Inevitably, money matters have dominated the winter agenda. The announcement of funding cuts by the ECB - in the wake of the Zimbabwe affair - have prompted renewed speculation about the future of the county game. Glamorgan, who say they couldn't afford to hire a second overseas player, have mooted the possibility of a cross-border merger in the not-so-distant future. The two-division Championship format, meanwhile, is entering its fourth year, and by the end of 2002, the disparity between the haves and have-nots of the county game was becoming ever more evident.
The 2002 Championship was won at a canter - for the third time in four seasons - by county cricket's millionaires, Surrey, and it is difficult to look beyond them for yet another triumph. "We've been favourites for every game we've been in for the past four or five years," said Adam Hollioake, their hugely respected captain. "We just turn up and play." Turn up and play, and win, of course.

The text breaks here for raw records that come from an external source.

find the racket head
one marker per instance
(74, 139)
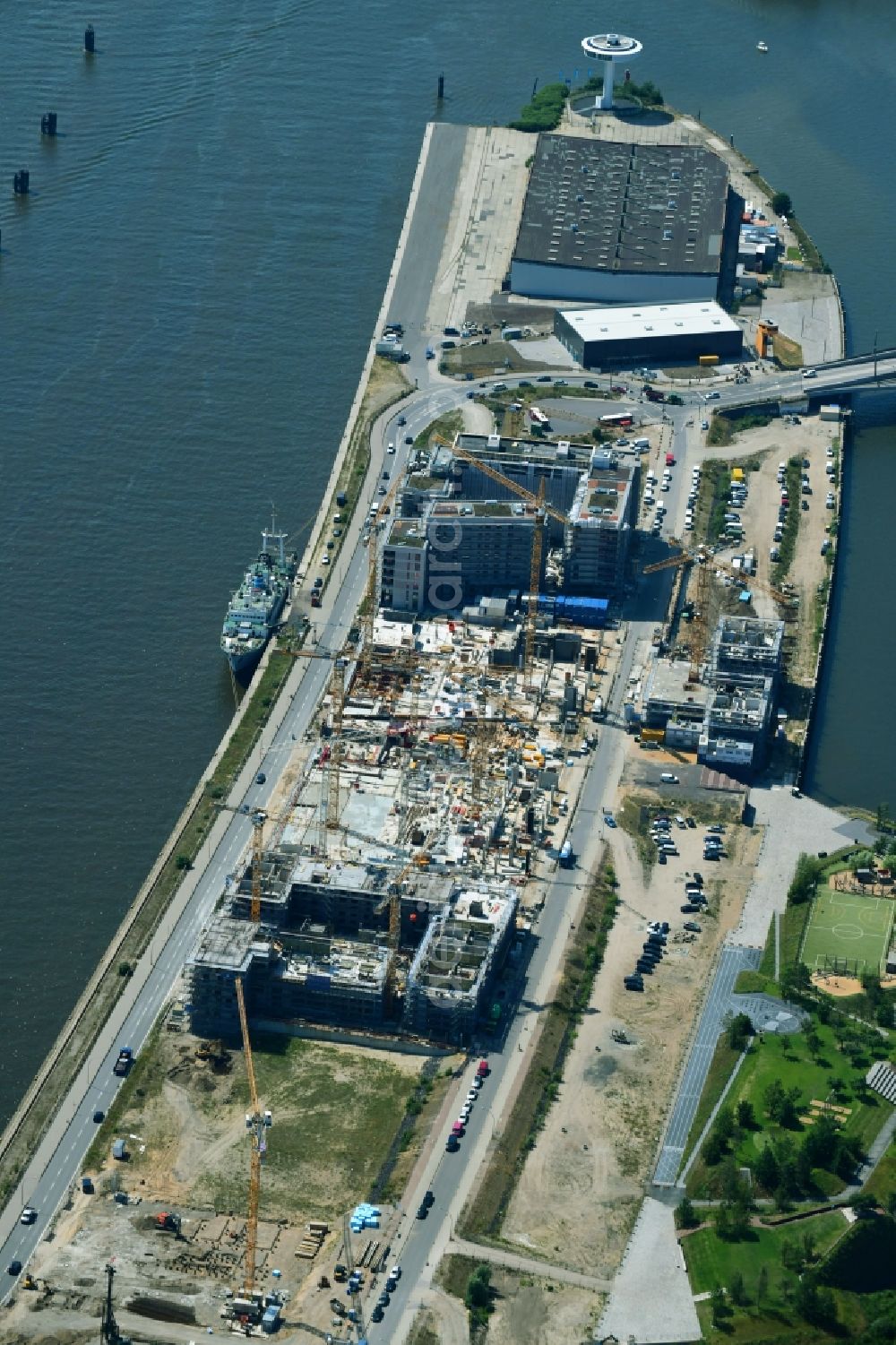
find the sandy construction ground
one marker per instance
(539, 1313)
(778, 443)
(582, 1183)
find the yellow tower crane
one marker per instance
(705, 561)
(257, 1124)
(542, 513)
(369, 601)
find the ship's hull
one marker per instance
(244, 662)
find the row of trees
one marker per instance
(783, 1168)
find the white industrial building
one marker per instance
(647, 332)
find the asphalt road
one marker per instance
(731, 961)
(58, 1162)
(69, 1135)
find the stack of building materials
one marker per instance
(365, 1216)
(313, 1240)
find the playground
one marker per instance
(847, 934)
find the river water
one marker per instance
(185, 304)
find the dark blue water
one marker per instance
(185, 304)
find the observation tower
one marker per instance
(612, 48)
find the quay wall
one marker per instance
(54, 1057)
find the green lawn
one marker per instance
(848, 926)
(790, 1060)
(715, 1262)
(793, 924)
(883, 1180)
(335, 1117)
(723, 1063)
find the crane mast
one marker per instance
(256, 1124)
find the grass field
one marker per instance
(715, 1262)
(849, 927)
(790, 1060)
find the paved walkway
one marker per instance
(651, 1299)
(793, 826)
(526, 1266)
(719, 1001)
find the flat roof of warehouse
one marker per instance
(615, 323)
(633, 207)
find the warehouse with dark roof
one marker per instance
(617, 223)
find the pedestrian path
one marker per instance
(719, 1002)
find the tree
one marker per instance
(796, 979)
(775, 1098)
(685, 1213)
(766, 1169)
(478, 1297)
(813, 1041)
(726, 1124)
(823, 1142)
(762, 1286)
(718, 1304)
(740, 1030)
(791, 1255)
(713, 1148)
(745, 1114)
(788, 1110)
(814, 1302)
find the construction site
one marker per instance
(385, 893)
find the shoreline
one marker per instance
(278, 709)
(77, 1014)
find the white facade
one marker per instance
(655, 320)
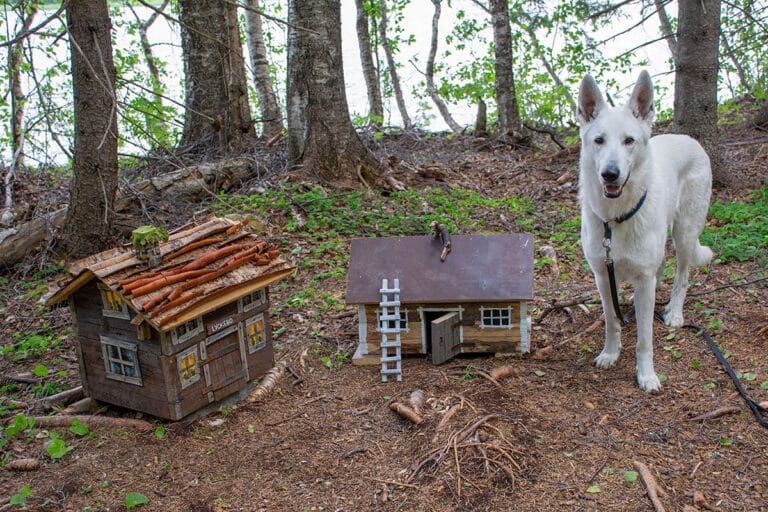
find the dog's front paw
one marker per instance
(606, 359)
(648, 382)
(673, 318)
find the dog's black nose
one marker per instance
(610, 173)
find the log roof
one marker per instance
(479, 268)
(204, 265)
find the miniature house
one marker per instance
(174, 338)
(474, 301)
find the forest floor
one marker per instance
(556, 434)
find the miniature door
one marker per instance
(222, 364)
(445, 337)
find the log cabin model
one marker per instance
(170, 336)
(469, 297)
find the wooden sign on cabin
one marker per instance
(171, 339)
(474, 301)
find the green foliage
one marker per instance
(742, 230)
(56, 447)
(135, 499)
(147, 236)
(20, 498)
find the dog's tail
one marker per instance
(703, 255)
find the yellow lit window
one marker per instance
(255, 333)
(189, 372)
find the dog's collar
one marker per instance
(625, 217)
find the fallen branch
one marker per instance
(406, 412)
(417, 401)
(23, 465)
(722, 411)
(65, 420)
(63, 398)
(267, 384)
(654, 491)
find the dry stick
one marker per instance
(390, 482)
(406, 412)
(444, 421)
(722, 411)
(654, 491)
(207, 259)
(164, 281)
(65, 420)
(488, 377)
(191, 247)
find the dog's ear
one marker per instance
(590, 100)
(641, 101)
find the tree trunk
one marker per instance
(696, 66)
(393, 77)
(506, 98)
(27, 12)
(430, 74)
(271, 116)
(321, 137)
(217, 115)
(376, 109)
(87, 228)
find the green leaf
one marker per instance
(57, 448)
(41, 371)
(78, 428)
(18, 424)
(134, 499)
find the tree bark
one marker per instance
(506, 98)
(87, 228)
(376, 109)
(217, 114)
(27, 12)
(271, 116)
(696, 66)
(321, 138)
(430, 74)
(393, 77)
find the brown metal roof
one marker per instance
(186, 284)
(479, 268)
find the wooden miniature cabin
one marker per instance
(474, 301)
(174, 338)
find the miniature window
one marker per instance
(187, 331)
(189, 373)
(496, 317)
(391, 324)
(254, 331)
(253, 300)
(121, 360)
(113, 304)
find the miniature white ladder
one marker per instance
(390, 363)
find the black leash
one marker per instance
(756, 408)
(607, 234)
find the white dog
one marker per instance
(638, 187)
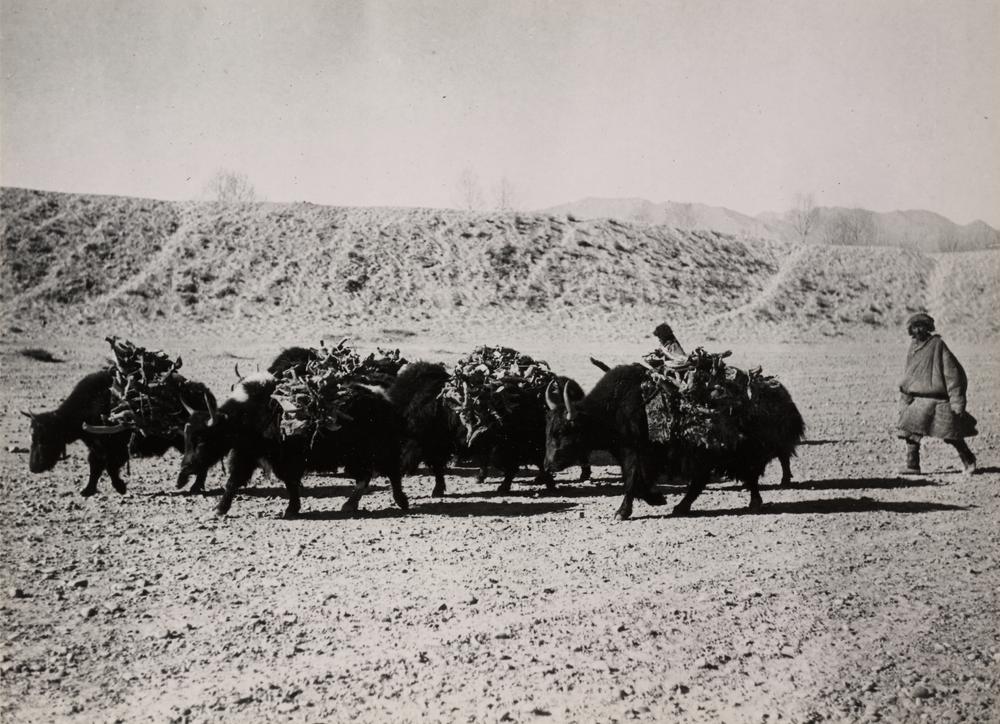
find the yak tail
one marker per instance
(600, 365)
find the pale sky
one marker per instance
(884, 104)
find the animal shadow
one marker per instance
(592, 488)
(847, 484)
(490, 509)
(316, 491)
(833, 505)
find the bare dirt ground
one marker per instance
(854, 596)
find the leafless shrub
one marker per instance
(41, 355)
(804, 215)
(230, 187)
(470, 196)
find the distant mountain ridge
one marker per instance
(917, 229)
(108, 264)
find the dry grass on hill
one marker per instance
(75, 260)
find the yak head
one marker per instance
(206, 440)
(48, 441)
(565, 440)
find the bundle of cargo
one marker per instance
(314, 401)
(700, 400)
(148, 394)
(491, 385)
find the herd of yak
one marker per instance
(391, 428)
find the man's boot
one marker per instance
(965, 455)
(912, 466)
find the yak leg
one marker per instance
(544, 476)
(293, 484)
(360, 486)
(241, 467)
(96, 463)
(508, 479)
(199, 482)
(398, 496)
(756, 503)
(786, 468)
(631, 472)
(115, 457)
(695, 486)
(438, 468)
(651, 494)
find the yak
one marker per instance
(51, 432)
(81, 416)
(247, 428)
(612, 416)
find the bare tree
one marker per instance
(804, 215)
(852, 227)
(684, 216)
(469, 193)
(505, 194)
(230, 187)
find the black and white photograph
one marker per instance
(483, 362)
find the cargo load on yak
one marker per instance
(148, 394)
(314, 401)
(700, 400)
(492, 385)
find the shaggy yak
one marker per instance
(247, 427)
(52, 431)
(776, 425)
(81, 416)
(613, 417)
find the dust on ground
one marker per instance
(856, 595)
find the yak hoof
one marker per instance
(655, 497)
(623, 513)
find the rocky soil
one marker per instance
(855, 595)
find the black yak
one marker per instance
(247, 427)
(610, 417)
(51, 432)
(432, 431)
(613, 416)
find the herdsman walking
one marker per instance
(933, 396)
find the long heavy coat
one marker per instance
(933, 392)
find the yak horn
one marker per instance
(551, 396)
(106, 429)
(210, 404)
(570, 414)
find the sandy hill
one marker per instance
(919, 230)
(74, 259)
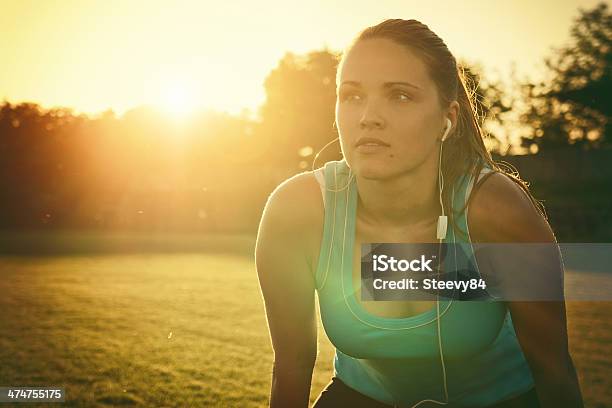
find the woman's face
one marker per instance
(384, 92)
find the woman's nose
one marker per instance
(371, 120)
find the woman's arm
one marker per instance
(283, 266)
(501, 212)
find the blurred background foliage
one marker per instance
(212, 173)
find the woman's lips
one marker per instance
(368, 148)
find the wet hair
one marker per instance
(464, 151)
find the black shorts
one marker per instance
(338, 394)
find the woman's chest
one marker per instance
(365, 234)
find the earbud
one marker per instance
(448, 126)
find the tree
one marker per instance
(575, 106)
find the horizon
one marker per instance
(177, 70)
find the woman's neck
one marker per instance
(407, 199)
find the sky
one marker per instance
(190, 55)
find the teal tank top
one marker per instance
(397, 360)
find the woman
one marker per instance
(401, 103)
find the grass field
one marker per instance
(180, 329)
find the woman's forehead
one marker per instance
(378, 61)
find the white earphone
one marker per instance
(448, 126)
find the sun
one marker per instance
(178, 99)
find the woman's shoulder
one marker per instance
(500, 210)
(299, 195)
(295, 209)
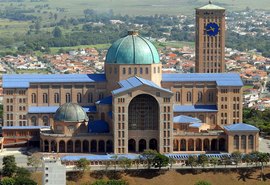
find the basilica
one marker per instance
(133, 106)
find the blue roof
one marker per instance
(106, 101)
(98, 126)
(134, 82)
(195, 108)
(98, 157)
(221, 79)
(241, 127)
(196, 125)
(52, 109)
(24, 127)
(24, 80)
(185, 119)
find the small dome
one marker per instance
(70, 112)
(132, 49)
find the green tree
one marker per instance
(7, 181)
(83, 164)
(202, 183)
(9, 166)
(57, 33)
(160, 161)
(203, 160)
(34, 161)
(148, 156)
(192, 161)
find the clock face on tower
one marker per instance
(212, 29)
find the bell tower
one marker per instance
(210, 39)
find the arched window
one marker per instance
(236, 142)
(79, 97)
(33, 98)
(90, 97)
(251, 142)
(243, 142)
(45, 120)
(45, 98)
(189, 96)
(146, 70)
(101, 96)
(68, 98)
(33, 121)
(177, 97)
(200, 96)
(56, 98)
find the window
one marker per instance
(68, 98)
(56, 98)
(33, 98)
(45, 120)
(45, 98)
(79, 97)
(200, 96)
(33, 121)
(189, 96)
(177, 97)
(90, 97)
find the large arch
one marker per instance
(183, 145)
(190, 145)
(70, 146)
(93, 146)
(222, 144)
(53, 146)
(46, 146)
(101, 146)
(132, 146)
(85, 146)
(143, 113)
(198, 145)
(109, 146)
(153, 145)
(142, 145)
(78, 146)
(62, 146)
(206, 145)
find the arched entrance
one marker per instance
(132, 146)
(62, 146)
(109, 146)
(93, 146)
(101, 146)
(183, 145)
(53, 146)
(143, 113)
(78, 146)
(142, 145)
(222, 144)
(70, 146)
(214, 145)
(206, 145)
(46, 146)
(153, 144)
(85, 146)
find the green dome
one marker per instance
(70, 112)
(132, 49)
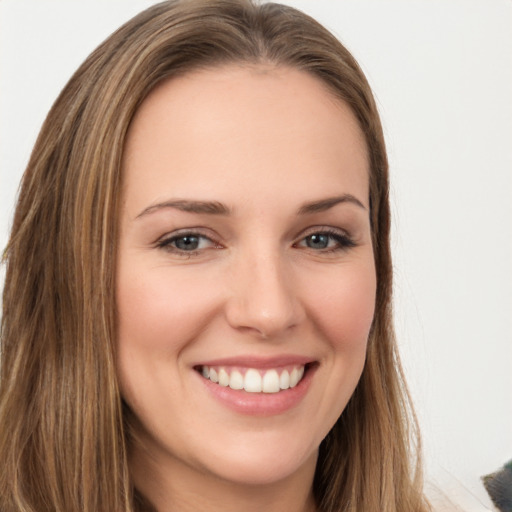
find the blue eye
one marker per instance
(185, 243)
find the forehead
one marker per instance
(240, 126)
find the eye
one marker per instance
(186, 243)
(326, 241)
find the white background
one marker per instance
(442, 75)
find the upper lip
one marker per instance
(259, 362)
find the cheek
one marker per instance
(344, 310)
(159, 310)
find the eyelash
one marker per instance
(343, 242)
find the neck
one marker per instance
(176, 487)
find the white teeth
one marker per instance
(271, 382)
(284, 380)
(294, 378)
(252, 381)
(223, 377)
(255, 381)
(236, 381)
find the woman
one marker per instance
(197, 309)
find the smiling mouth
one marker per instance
(252, 380)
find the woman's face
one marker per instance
(246, 280)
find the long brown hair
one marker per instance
(63, 431)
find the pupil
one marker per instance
(187, 243)
(318, 241)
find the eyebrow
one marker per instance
(209, 207)
(326, 204)
(217, 208)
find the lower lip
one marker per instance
(261, 404)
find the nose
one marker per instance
(263, 298)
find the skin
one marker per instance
(263, 141)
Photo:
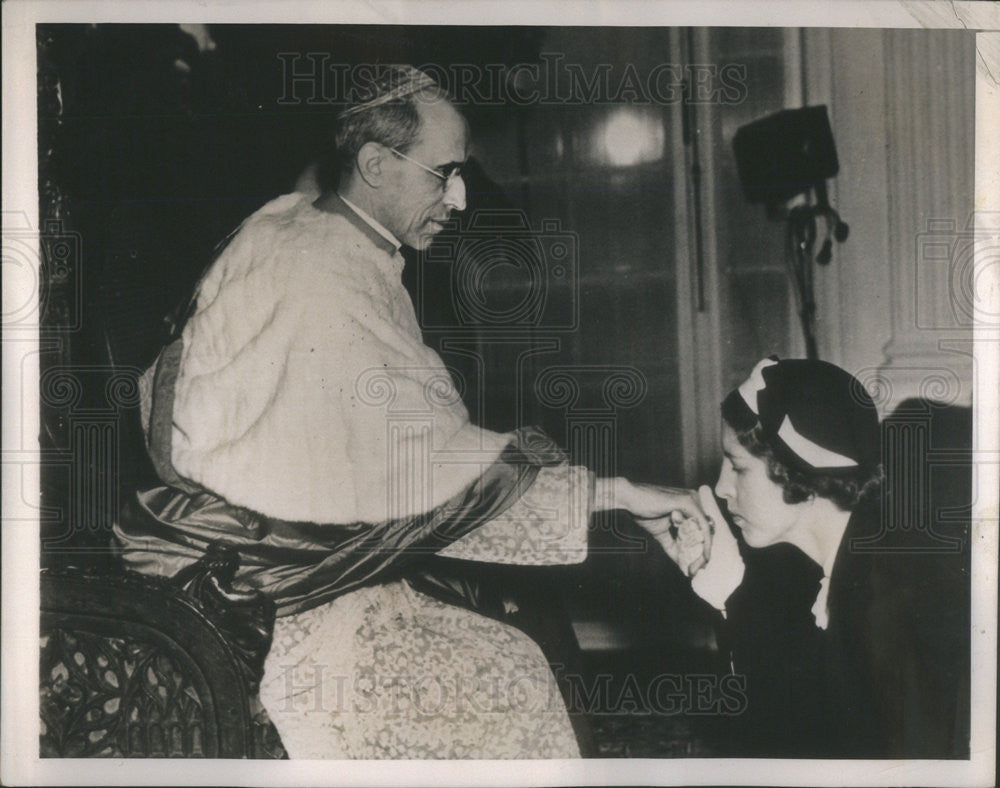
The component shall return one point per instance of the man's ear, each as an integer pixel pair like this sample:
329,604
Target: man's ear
371,157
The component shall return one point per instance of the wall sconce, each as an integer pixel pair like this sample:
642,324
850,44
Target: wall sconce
629,137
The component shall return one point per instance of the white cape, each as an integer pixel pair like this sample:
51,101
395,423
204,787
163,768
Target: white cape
305,391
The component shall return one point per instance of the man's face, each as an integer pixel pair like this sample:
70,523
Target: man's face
754,501
415,202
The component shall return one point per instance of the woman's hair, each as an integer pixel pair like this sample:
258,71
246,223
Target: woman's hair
845,491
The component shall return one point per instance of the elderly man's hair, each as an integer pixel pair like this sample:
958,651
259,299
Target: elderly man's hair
387,113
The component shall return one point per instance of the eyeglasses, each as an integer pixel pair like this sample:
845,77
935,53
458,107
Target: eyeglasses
447,178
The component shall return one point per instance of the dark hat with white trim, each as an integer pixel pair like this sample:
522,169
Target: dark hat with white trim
815,417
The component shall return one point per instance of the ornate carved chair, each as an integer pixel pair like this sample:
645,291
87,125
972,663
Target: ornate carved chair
133,666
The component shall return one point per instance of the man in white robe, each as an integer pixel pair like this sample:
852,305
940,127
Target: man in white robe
300,419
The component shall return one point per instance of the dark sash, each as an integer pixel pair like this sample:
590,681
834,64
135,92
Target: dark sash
301,565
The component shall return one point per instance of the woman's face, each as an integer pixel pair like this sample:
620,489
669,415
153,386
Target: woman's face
754,501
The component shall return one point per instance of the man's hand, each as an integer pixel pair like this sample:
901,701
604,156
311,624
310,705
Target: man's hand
674,516
684,539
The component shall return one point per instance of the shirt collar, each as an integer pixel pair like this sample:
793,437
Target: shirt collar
384,234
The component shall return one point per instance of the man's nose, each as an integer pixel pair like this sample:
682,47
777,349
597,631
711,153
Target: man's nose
723,486
454,193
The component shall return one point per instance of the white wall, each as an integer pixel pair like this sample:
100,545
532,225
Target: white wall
893,306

For Hollioake, 2002 was a year that began in desperately tragic circumstances, with the death of his brother Ben in a car crash in Perth. He took his time to return to the game, but then channelled his grief into some of the most spectacular form of his career. Surrey is a team moulded in his fervent image, and an outfit chock-full of international players can only be strengthened by Alec Stewart's likely retirement from England's one-day side, especially if Rikki Clarke and a rejuvenated Graham Thorpe - and possibly Hollioake himself, maybe even as captain - find themselves winging in the other direction.
At the opposite end of the spectrum lie Yorkshire, beaten and broke and riven with internal policking. The very year after claiming their first Championship for three decades, they were relegated to the second division, and an immediate return to the top is imperative for their new captain, Anthony McGrath, who took over after (but not, apparently, because of) Darren Lehmann's much-publicised PR failure against Sri Lanka.
Two fixtures stand out on the opening day: Essex v Middlesex at Chelmsford, where Ronnie Irani returns to the day job and Andy Flower begins life after that protest; and Surrey v Lancashire at The Oval, which already has the look of a potential Championship decider, even with Andrew Flintoff forced to sit out the match and Harbhajan Singh threatening to miss the entire season with a finger injury. In the second division, Jonty Rhodes and Jack Russell are threatening to form the quirkiest fielding and middle-order batting partnership since Derek Randall and mountain-climbing Bruce French left Notts, and their livewire personalities could spark Gloucestershire to more than just one-day trophies.
Andrew Miller is assistant editor of Wisden Cricinfo in London.